I feel you just described the weather here in Rio. If only I could stop everything right now and would go read a poem while watching the sunset...

Camila Faria

B said...

Ah, I love anything to do with Summer, so this post fills me with warmth. The way you describe Australian Summers sounds a lot like Indian Summers, which I am very familiar with. Your final sentence is - well, perfect. The photograph actually transcends perfect. I am in love!

hungryandfrozen said...

Glorious sky, glorious poem. Extreme weather does have its compensation...

Gracia said...

"...they are like the feral cat who purrs and rubs against your leg
but will scratch you if you touch back.
Love is letting the world be half-tamed."

I really like this idea, Hila. Thanks for sharing this work by Jennifer Grotz. The notion of the "half-tamed" is just what I needed to read this quiet and restless Wednesday eve.

fifth floor apartment said...

gorgeous writing, as usual :) it's raining snow right now in pittsburgh, and although i loath humidity your summer sounds kind of nice right now.

xo alison

Jane Flanagan said...

This is a beautiful post. I have a similar, cloying relationship with all the seasonal extremities, going a little stir-crazy and losing my sense of comfort in my own skin. But there are always moments, like this, of reconciliation.

Maura said...

I'm in mid-winter here, but I relate so much to your post. Beautifully written, and I adore that poem, thank you.

Naomi Bulger said...

Oh yes, I need to make my peace with the summer, become friends. "Love is letting the world be half-tamed," after all. I also need to read more poetry.

megan said...

so lovely, hila. i agree with the above commenter: reading your blog always makes me want to read more poetry.

Tana said...

'incredibly beautiful' that's the right expression to describe the summer sky. Candy colours,beautiful lines of the clouds, sense of harmony and appeasement.

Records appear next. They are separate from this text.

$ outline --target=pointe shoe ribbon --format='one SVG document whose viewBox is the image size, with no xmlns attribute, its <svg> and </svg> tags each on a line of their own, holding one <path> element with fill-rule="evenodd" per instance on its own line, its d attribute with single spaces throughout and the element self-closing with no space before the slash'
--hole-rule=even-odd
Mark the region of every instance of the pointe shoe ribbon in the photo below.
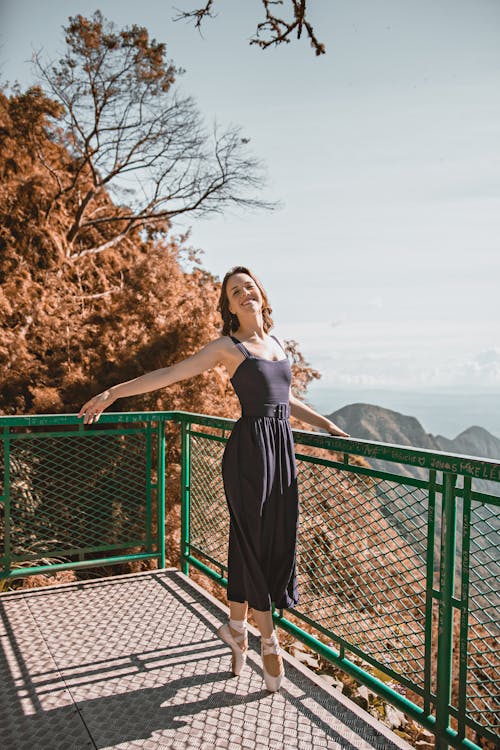
<svg viewBox="0 0 500 750">
<path fill-rule="evenodd" d="M 229 627 L 229 623 L 226 622 L 217 630 L 217 635 L 224 641 L 224 643 L 227 643 L 228 646 L 231 646 L 231 666 L 233 674 L 235 675 L 235 677 L 238 677 L 238 675 L 241 674 L 241 670 L 243 669 L 247 661 L 248 642 L 246 628 L 243 633 L 233 635 L 233 632 Z"/>
<path fill-rule="evenodd" d="M 262 657 L 262 669 L 264 671 L 264 681 L 266 683 L 266 688 L 271 691 L 275 692 L 276 690 L 279 690 L 281 681 L 285 675 L 285 670 L 283 668 L 283 659 L 281 657 L 281 648 L 278 643 L 278 637 L 276 635 L 276 632 L 273 632 L 271 635 L 271 643 L 266 642 L 264 638 L 261 638 L 260 642 L 260 653 Z M 269 639 L 267 639 L 269 641 Z M 279 664 L 279 674 L 278 675 L 272 675 L 270 672 L 266 669 L 266 660 L 265 656 L 273 655 L 276 657 L 276 659 L 273 659 L 272 661 L 275 661 L 276 664 Z M 273 670 L 275 671 L 275 670 Z"/>
</svg>

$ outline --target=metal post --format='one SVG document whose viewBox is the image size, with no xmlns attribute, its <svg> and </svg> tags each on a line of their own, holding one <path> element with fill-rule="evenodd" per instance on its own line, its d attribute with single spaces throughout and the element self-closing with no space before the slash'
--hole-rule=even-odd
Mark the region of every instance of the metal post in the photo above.
<svg viewBox="0 0 500 750">
<path fill-rule="evenodd" d="M 3 476 L 2 501 L 4 509 L 4 554 L 5 566 L 0 570 L 2 578 L 11 571 L 11 526 L 10 526 L 10 428 L 3 430 Z"/>
<path fill-rule="evenodd" d="M 190 495 L 190 476 L 191 476 L 191 456 L 190 456 L 190 429 L 189 422 L 182 422 L 181 432 L 181 570 L 185 575 L 189 575 L 189 495 Z"/>
<path fill-rule="evenodd" d="M 437 650 L 436 750 L 448 750 L 453 654 L 453 593 L 456 552 L 456 474 L 443 472 L 441 558 L 439 571 L 439 624 Z"/>
<path fill-rule="evenodd" d="M 152 508 L 151 508 L 151 422 L 146 424 L 146 552 L 153 551 L 152 541 Z"/>
<path fill-rule="evenodd" d="M 460 673 L 458 688 L 458 736 L 460 738 L 465 737 L 467 720 L 467 651 L 469 646 L 471 488 L 471 477 L 464 477 L 462 516 L 462 586 L 460 592 Z"/>
<path fill-rule="evenodd" d="M 165 567 L 165 422 L 158 422 L 158 567 Z"/>
</svg>

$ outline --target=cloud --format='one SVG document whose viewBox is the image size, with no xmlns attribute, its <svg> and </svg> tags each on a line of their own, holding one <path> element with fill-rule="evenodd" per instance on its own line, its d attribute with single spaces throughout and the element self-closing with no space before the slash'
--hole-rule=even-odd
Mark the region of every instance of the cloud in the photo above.
<svg viewBox="0 0 500 750">
<path fill-rule="evenodd" d="M 367 307 L 376 307 L 378 310 L 381 310 L 384 306 L 384 300 L 380 296 L 372 297 L 372 299 L 366 301 L 366 305 Z"/>
<path fill-rule="evenodd" d="M 500 386 L 500 347 L 483 349 L 462 362 L 452 378 L 460 384 Z"/>
<path fill-rule="evenodd" d="M 341 323 L 341 325 L 340 325 Z M 482 321 L 349 320 L 279 326 L 322 373 L 323 387 L 495 388 L 500 337 Z"/>
<path fill-rule="evenodd" d="M 319 359 L 319 358 L 318 358 Z M 438 352 L 422 359 L 408 352 L 364 352 L 349 357 L 329 357 L 314 363 L 323 373 L 323 386 L 379 388 L 491 388 L 500 390 L 500 347 L 474 355 L 440 360 Z"/>
</svg>

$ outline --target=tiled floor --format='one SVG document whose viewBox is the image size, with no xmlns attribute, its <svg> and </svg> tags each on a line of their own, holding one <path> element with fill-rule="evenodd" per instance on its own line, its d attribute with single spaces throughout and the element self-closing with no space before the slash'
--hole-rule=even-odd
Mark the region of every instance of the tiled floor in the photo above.
<svg viewBox="0 0 500 750">
<path fill-rule="evenodd" d="M 5 750 L 410 748 L 285 654 L 268 693 L 252 629 L 231 674 L 225 608 L 176 569 L 0 595 Z"/>
</svg>

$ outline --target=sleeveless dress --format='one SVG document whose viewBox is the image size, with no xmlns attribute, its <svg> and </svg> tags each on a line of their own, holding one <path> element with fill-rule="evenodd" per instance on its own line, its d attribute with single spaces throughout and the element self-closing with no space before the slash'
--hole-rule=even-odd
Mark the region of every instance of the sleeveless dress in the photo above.
<svg viewBox="0 0 500 750">
<path fill-rule="evenodd" d="M 245 359 L 231 378 L 242 414 L 222 457 L 230 517 L 227 598 L 260 611 L 273 602 L 277 609 L 290 609 L 299 601 L 291 367 L 288 358 L 263 359 L 231 339 Z"/>
</svg>

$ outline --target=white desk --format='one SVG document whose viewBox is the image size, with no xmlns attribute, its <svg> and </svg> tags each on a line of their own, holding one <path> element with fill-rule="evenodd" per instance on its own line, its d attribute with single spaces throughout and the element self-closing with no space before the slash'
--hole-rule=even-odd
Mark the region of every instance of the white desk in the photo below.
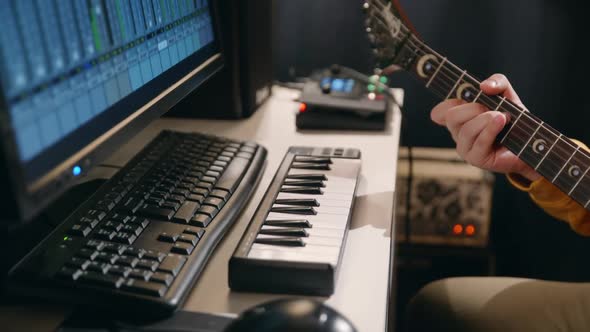
<svg viewBox="0 0 590 332">
<path fill-rule="evenodd" d="M 398 100 L 403 99 L 403 91 L 396 89 L 394 92 Z M 256 304 L 283 297 L 232 292 L 228 287 L 227 268 L 229 258 L 287 148 L 291 145 L 307 145 L 361 149 L 361 179 L 336 292 L 321 300 L 347 316 L 361 332 L 385 331 L 390 294 L 390 254 L 393 253 L 391 235 L 394 234 L 392 222 L 400 110 L 394 107 L 385 131 L 298 132 L 295 128 L 298 104 L 294 102 L 297 96 L 297 91 L 275 87 L 273 97 L 245 120 L 160 119 L 104 164 L 123 166 L 162 129 L 252 140 L 267 148 L 267 166 L 254 196 L 219 243 L 185 304 L 186 310 L 238 314 Z M 104 169 L 95 172 L 105 174 Z"/>
<path fill-rule="evenodd" d="M 401 100 L 403 93 L 396 90 Z M 390 245 L 400 113 L 395 107 L 386 131 L 305 131 L 295 128 L 298 92 L 275 87 L 273 97 L 245 120 L 161 119 L 124 146 L 106 163 L 124 165 L 162 129 L 198 131 L 252 140 L 268 150 L 265 174 L 238 222 L 220 242 L 203 271 L 185 309 L 211 313 L 239 313 L 281 295 L 232 292 L 227 263 L 258 202 L 291 145 L 355 147 L 361 149 L 361 180 L 351 220 L 336 292 L 325 299 L 364 332 L 384 331 L 388 301 Z"/>
</svg>

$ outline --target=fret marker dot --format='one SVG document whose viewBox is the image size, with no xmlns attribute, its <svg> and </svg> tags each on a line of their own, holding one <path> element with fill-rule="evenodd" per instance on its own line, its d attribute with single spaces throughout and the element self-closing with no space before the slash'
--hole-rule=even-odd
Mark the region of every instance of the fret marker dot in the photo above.
<svg viewBox="0 0 590 332">
<path fill-rule="evenodd" d="M 545 151 L 546 147 L 547 142 L 544 139 L 539 138 L 533 142 L 533 151 L 535 151 L 536 153 L 541 153 Z"/>
<path fill-rule="evenodd" d="M 570 176 L 577 178 L 580 176 L 580 174 L 582 174 L 582 170 L 578 166 L 572 166 L 569 169 L 569 174 Z"/>
</svg>

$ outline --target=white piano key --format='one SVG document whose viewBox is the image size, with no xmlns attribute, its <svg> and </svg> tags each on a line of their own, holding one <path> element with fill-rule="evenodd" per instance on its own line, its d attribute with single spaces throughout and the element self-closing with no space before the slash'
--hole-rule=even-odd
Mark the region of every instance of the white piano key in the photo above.
<svg viewBox="0 0 590 332">
<path fill-rule="evenodd" d="M 340 254 L 339 247 L 330 247 L 330 246 L 317 246 L 308 244 L 305 247 L 287 247 L 287 246 L 275 246 L 271 244 L 262 244 L 262 243 L 254 243 L 252 248 L 250 248 L 250 253 L 253 250 L 259 251 L 268 251 L 268 252 L 293 252 L 293 253 L 309 253 L 309 254 L 318 254 L 323 256 L 338 256 Z M 250 256 L 248 253 L 248 256 Z"/>
<path fill-rule="evenodd" d="M 338 263 L 338 257 L 334 256 L 323 256 L 312 253 L 295 253 L 289 251 L 269 251 L 269 250 L 256 250 L 250 251 L 248 258 L 264 259 L 273 261 L 289 261 L 289 262 L 309 262 L 309 263 L 324 263 L 336 266 Z"/>
</svg>

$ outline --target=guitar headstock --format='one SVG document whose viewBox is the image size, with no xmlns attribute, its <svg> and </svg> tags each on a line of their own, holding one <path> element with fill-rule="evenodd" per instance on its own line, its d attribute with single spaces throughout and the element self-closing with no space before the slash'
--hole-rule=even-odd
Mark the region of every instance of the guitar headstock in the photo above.
<svg viewBox="0 0 590 332">
<path fill-rule="evenodd" d="M 414 57 L 406 56 L 403 46 L 413 34 L 404 24 L 391 0 L 365 0 L 366 31 L 377 61 L 377 68 L 408 69 Z"/>
</svg>

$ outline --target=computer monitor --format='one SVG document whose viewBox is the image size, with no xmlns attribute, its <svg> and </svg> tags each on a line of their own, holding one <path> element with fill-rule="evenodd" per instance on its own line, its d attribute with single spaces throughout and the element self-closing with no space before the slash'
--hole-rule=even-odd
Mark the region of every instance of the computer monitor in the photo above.
<svg viewBox="0 0 590 332">
<path fill-rule="evenodd" d="M 213 18 L 208 0 L 3 2 L 0 225 L 32 219 L 218 71 Z"/>
</svg>

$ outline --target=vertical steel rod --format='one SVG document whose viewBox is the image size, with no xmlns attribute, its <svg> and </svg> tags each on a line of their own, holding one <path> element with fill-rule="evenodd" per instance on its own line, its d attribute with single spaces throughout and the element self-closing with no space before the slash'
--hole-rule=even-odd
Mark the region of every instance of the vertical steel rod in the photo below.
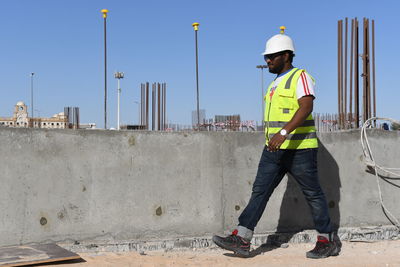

Denise | Chez Danisse said...

I love that you left the dishes and picked up a poem. You have your priorities in order.

Kate said...

Lovely. You remind me of feeling so uncomfortable in the wet-cloth heat of Kerala that I walked with a constant frown until that sudden moment when the sun dipped just a fraction, that moment before dusk, and I woke back up to the beauty.

Hila said...

Nancy: :)

Sasha: it must be really cold now in your corner of the world.

Nancy: we've had a few spectacular thunderstorms this summer, but yes, it's mostly sunny.

Rambling Tart: haha, that's pretty much been me this summer: parked in front of a fan, sweating :)

Amy: oh Amy, agreed.

Accidentalwriter: or in my case, the fighting Kookaburras in the trees :)

Petra: ah yes, I've been hearing about the ridiculously cold weather in the UK/Europe on the news. I feel guilty for complaining about the heat!

Primoeza/Elizabeth: yes, it's such an evocative poem, I love it.

Camila: so you know exactly how this weather feels :)

B: yes I imagine our summers would be quite similar. And thanks!

hungryandfrozen: yep, it does. But I'll probably start complaining again soon.

Gracia: those are my favourite lines, such truth in them.

Alison: I loath humidity too!

Jane: me too Jane, I'm either too hot or too cold. But then I steal away moments when everything is perfect for a few minutes.

Maura: thank you!

Naomi: poetry is the cure for all ills, along with chicken soup of course :)

Megan: I'm glad, that makes me happy.

Tana: yes, it is like a form of appeasement.

Denise: absolutely, dishes can wait :)

Kate: I wish I was awake to the beauty more often, I think I complain too much about summer!